Communicates displeasure directly and appropriately to athletes
Coaches by generating mutual respect
Maintains an open mind
Is a good communicator
Leaves his/her athletes feeling good about themselves
Fuels the athlete’s enjoyment and enthusiasm for the sport
Is a wonderful role model
Earns respect from players and parents
Does NOT act out his/her feelings/insecurities on his/her athletes
One of the distinguishing characteristics of the abusive coach is that deep down, he/she genuinely doesn’t care about his/her athletes as individuals. This kind of coach only values his/her players in direct proportion to that athlete’s abilities and what he/she can do for the coach. The abusive coach pays more attention to the better athletes as long as these individuals continue to “produce” for him/her. As long as they win, he/she likes them. However, should they get injured or slip into a slump, this coach is quick to turn against or ignore them. In a sense, the abusive coach is not emotionally mature enough to separate out his own feelings and needs from those of his/her athletes. While the abusive coach may deny this, his/her behaviors and actions more accurately reflect how he/she really feels. It would be easy for us to look at this behavior and label it as selfish. However, calling the abusive coach “selfish” doesn’t capture what is actually going on here.

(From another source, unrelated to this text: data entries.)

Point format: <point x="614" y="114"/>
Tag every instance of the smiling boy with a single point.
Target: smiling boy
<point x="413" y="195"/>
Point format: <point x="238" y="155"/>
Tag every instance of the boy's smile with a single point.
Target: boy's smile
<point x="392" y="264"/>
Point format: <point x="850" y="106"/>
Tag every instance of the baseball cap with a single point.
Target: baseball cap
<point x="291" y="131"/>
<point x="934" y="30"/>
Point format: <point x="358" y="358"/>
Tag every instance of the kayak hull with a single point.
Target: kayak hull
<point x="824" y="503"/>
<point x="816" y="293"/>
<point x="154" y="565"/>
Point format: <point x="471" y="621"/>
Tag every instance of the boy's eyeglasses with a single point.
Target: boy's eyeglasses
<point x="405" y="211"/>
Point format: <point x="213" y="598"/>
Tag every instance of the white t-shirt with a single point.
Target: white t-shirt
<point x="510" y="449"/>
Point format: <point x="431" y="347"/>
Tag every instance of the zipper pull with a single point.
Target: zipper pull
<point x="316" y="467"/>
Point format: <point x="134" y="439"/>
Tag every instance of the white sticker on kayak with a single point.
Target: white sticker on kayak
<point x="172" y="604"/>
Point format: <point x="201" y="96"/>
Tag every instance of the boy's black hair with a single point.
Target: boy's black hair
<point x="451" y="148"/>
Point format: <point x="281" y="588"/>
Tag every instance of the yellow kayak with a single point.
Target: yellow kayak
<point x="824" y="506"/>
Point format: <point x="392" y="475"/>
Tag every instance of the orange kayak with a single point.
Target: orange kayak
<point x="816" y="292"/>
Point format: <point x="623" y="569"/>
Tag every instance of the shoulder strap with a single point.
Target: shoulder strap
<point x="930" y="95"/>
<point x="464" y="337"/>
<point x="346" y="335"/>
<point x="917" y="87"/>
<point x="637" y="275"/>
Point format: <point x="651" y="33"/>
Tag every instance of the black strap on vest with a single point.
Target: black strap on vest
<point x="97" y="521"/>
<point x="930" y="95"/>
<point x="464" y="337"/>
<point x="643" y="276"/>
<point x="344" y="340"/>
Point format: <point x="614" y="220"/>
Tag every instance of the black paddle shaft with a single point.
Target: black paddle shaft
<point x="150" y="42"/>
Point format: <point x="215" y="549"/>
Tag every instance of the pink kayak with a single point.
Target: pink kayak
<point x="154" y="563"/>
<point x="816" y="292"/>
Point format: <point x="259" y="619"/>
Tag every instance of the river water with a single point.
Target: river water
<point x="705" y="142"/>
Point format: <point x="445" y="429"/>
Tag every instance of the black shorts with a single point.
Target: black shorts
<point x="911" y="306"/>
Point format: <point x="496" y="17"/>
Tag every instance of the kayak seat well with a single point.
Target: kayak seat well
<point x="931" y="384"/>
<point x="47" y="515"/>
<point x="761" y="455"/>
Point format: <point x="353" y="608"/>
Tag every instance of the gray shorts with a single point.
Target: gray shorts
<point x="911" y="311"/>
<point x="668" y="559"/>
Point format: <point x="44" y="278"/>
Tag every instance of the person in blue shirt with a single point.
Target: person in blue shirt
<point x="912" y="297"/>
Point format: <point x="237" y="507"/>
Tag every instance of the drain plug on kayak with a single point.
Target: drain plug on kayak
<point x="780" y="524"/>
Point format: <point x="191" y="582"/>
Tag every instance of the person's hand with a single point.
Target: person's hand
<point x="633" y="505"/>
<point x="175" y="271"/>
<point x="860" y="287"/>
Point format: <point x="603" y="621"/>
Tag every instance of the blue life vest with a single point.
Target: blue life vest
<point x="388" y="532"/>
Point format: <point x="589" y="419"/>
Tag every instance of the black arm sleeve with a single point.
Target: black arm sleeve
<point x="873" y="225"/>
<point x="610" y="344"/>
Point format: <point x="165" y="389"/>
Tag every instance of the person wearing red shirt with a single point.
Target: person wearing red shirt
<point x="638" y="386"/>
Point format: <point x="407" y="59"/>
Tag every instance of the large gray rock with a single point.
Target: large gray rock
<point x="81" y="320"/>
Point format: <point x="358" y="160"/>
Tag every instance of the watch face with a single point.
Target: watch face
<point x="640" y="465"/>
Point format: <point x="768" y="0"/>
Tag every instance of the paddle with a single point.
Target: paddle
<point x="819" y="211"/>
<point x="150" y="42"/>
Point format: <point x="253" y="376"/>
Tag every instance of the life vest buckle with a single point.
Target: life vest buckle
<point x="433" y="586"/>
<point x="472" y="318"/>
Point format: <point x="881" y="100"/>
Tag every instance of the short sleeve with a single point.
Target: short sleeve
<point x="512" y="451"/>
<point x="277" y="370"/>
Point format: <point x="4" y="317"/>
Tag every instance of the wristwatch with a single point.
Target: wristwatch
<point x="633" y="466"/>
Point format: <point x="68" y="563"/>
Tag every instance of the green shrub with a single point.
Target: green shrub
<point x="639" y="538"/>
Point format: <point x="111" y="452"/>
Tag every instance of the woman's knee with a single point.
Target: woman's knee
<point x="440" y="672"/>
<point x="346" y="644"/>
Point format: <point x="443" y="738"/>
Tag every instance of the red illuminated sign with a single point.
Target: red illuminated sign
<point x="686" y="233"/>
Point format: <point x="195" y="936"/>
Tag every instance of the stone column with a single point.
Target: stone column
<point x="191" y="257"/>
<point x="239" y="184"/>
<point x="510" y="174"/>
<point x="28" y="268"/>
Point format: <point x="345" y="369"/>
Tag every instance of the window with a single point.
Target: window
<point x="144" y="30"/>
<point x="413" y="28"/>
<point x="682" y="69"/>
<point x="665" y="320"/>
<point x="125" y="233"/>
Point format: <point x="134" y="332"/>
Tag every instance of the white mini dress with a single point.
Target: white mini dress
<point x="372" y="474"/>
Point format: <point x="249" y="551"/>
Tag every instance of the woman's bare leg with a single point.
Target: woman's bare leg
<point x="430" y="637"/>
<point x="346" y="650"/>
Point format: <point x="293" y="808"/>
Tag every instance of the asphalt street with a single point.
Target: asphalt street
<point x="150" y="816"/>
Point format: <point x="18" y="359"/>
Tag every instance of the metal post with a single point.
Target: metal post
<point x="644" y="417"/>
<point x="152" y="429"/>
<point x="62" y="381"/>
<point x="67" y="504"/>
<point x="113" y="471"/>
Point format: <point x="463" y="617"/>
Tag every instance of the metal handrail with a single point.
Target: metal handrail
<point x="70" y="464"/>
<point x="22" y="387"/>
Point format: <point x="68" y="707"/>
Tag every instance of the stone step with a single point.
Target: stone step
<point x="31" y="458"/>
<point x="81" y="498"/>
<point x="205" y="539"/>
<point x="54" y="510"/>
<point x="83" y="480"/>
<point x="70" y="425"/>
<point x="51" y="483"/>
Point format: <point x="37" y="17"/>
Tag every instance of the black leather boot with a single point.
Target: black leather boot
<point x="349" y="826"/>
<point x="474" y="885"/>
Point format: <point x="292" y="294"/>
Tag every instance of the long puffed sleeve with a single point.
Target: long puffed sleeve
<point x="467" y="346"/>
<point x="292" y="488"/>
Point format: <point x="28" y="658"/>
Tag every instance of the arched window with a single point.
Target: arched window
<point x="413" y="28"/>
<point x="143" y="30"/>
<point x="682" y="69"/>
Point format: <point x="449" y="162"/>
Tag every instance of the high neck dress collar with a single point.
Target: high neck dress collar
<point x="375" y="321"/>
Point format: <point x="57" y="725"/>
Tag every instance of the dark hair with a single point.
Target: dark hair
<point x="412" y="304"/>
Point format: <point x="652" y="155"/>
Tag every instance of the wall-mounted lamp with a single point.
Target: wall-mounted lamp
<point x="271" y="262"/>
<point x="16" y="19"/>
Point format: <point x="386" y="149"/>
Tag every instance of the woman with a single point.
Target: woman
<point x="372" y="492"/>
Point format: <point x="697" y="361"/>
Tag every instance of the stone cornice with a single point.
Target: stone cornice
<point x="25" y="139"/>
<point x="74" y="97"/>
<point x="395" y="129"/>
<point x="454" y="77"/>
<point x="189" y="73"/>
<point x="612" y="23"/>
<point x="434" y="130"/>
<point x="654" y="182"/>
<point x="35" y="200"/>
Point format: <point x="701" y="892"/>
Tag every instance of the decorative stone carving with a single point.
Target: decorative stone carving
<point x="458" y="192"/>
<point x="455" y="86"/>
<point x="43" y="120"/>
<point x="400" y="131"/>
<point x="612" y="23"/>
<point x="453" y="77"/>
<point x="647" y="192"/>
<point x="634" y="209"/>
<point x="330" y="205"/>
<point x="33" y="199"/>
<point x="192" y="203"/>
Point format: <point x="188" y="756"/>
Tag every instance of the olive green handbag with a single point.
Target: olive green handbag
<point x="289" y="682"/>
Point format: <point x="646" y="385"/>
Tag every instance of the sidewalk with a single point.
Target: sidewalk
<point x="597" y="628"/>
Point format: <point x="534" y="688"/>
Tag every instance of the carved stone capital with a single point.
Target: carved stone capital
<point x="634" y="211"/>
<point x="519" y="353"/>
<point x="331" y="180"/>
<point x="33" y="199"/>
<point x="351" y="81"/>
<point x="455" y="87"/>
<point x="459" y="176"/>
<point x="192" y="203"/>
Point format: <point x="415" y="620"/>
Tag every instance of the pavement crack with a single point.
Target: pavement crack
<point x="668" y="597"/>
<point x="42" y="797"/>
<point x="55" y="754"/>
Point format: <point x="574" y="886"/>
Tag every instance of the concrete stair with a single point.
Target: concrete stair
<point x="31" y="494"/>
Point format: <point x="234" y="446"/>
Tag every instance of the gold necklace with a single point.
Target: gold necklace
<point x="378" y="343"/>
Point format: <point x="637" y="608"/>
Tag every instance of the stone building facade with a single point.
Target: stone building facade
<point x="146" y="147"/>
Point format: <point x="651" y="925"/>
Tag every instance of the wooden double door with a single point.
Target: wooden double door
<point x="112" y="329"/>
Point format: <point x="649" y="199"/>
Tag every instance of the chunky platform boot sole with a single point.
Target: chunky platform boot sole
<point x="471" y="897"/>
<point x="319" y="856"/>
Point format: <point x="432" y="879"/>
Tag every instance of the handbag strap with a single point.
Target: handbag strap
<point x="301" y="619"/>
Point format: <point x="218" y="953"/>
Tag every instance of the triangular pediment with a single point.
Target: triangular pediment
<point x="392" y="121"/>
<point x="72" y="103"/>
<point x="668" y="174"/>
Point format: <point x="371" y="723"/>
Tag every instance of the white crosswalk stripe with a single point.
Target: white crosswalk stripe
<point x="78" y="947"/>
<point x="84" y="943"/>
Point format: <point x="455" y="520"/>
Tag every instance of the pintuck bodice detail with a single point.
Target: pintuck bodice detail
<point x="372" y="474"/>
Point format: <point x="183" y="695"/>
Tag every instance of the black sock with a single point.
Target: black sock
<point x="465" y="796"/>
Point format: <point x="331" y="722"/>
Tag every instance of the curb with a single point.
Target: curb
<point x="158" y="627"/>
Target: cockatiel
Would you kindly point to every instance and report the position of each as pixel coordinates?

Deep down, the abusive coach is a damaged human being. He/she is emotionally stunted and immature. The abusive coach usually suffers from deep seated feelings of inadequacy and he/she unknowingly acts these feelings out on his/her athletes. Unlike healthier human beings, the abusive coach is not able to take an honest look at his/her own behaviors. This individual is too busy defending him/herself and blaming others. The abusive coach is a pro at playing head games and manipulating others. He/she is able to convince his/her players that his/her frustration, yelling, anger and bad behavior are all their fault. If the players behaved better, did what they were told, performed at a higher level, listened to the coaching, etc., then the coach wouldn’t have had to get so upset, lose his/her temper or act the way he/she had. In this way the abusive coach never takes responsibility for his/her bad behavior. Like all abusers, he/she is good at convincing the victims that it is they who should feel guilty and responsible. This is not unlike the behavior of a four year old who says, “YOU made me do this!”